Many couples who are having serious marital issues often decide it would be better to live apart while they determine what their next step is. One spouse may move out and go stay with family or a friend until a decision is made. Once the decision is made, it is not uncommon for the spouse that moved out to eventually get a place of their own while the divorce process proceeds.
However, some clients often ask if they are required to move out of their home before they can file for divorce. The short answer is no, in many states you are not required to live in a separate residence from your spouse in order to file for divorce. Read on for more detailed information from one of our divorce attorneys.
Year ago, in order for couples to divorce, not only did they have to have grounds to file, but they were also required to prove to the court that they had not lived together for an extended period of time. Many couples would file for a legal separation as the first step towards eventually filing for divorce. Over time, there was a broader interpretation of what “living separate and apart” meant under the law it was not uncommon for an individual to file for divorce even though they were still living with their spouse, proving to the court that although they shared the roof over their heads, everything else about their lives were separate.
As more and more states have done away with the divorce grounds requirement, so too have many states have done away with the separation requirement. If a couple agrees that their marriage is over, they can proceed directly with the divorce. If the couple cannot agree that divorce is the best course of action, then the court will then require a separation period before the divorce can be granted.
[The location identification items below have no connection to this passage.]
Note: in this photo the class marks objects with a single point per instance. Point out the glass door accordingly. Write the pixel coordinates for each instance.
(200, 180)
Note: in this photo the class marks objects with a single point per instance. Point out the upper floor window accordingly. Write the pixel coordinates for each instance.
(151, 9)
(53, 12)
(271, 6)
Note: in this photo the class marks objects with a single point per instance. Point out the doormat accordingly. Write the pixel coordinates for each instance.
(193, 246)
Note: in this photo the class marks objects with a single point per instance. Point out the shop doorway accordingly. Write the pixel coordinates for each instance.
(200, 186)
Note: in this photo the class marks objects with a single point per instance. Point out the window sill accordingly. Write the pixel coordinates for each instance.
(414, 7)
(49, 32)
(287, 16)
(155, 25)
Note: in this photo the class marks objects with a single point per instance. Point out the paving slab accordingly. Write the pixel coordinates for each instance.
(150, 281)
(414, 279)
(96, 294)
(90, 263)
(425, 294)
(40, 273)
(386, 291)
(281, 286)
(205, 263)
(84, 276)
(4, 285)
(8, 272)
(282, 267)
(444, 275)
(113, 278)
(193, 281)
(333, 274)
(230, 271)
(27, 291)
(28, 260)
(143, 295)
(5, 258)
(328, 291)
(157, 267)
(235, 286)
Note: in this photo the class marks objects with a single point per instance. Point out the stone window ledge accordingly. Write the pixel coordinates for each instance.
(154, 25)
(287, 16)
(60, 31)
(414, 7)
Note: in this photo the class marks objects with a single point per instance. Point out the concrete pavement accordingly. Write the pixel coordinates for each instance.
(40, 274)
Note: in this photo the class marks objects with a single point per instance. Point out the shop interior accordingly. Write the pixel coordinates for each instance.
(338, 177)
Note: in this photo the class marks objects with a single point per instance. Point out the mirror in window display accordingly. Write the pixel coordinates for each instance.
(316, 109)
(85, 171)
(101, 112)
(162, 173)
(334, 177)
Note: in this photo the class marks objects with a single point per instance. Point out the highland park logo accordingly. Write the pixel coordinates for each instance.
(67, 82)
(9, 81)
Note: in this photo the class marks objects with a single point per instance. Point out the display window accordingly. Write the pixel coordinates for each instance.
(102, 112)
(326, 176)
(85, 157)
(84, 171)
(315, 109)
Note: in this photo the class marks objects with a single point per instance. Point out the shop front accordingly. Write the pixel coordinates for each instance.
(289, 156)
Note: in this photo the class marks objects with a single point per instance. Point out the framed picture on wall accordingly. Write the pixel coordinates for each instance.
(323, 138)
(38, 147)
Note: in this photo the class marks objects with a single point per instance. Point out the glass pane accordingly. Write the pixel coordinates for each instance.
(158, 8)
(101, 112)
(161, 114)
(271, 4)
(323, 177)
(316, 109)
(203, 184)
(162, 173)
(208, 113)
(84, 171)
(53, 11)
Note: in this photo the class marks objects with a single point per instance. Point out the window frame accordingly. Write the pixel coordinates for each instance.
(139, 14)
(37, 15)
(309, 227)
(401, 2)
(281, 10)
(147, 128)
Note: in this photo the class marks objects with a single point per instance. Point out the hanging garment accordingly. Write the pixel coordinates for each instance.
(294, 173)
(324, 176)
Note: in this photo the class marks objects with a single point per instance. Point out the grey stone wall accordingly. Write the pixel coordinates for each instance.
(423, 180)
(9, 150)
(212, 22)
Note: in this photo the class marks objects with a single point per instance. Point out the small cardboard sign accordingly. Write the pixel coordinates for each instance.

A divorce attorney can advise you on what the exact law is in your state.
Potential Issues to Moving Out
Although there is no legal requirement to moving out before filing for divorce, it can have a negative impact on the final divorce and child custody settlements. If you leave the marital home before divorce is filed – and without any kind of written agreement with your spouse – they can ask for sole ownership of the home as part of their divorce settlement. If the spouse is living there with the children, this could be even more of a reason why a judge would decide to grant ownership of the home – and primary custody of the children – to the spouse who is currently residing in the home. Family court judges do not like to upend the lives of children if it can be avoided. If you move out first, you could be giving your spouse the upper hand in negotiations.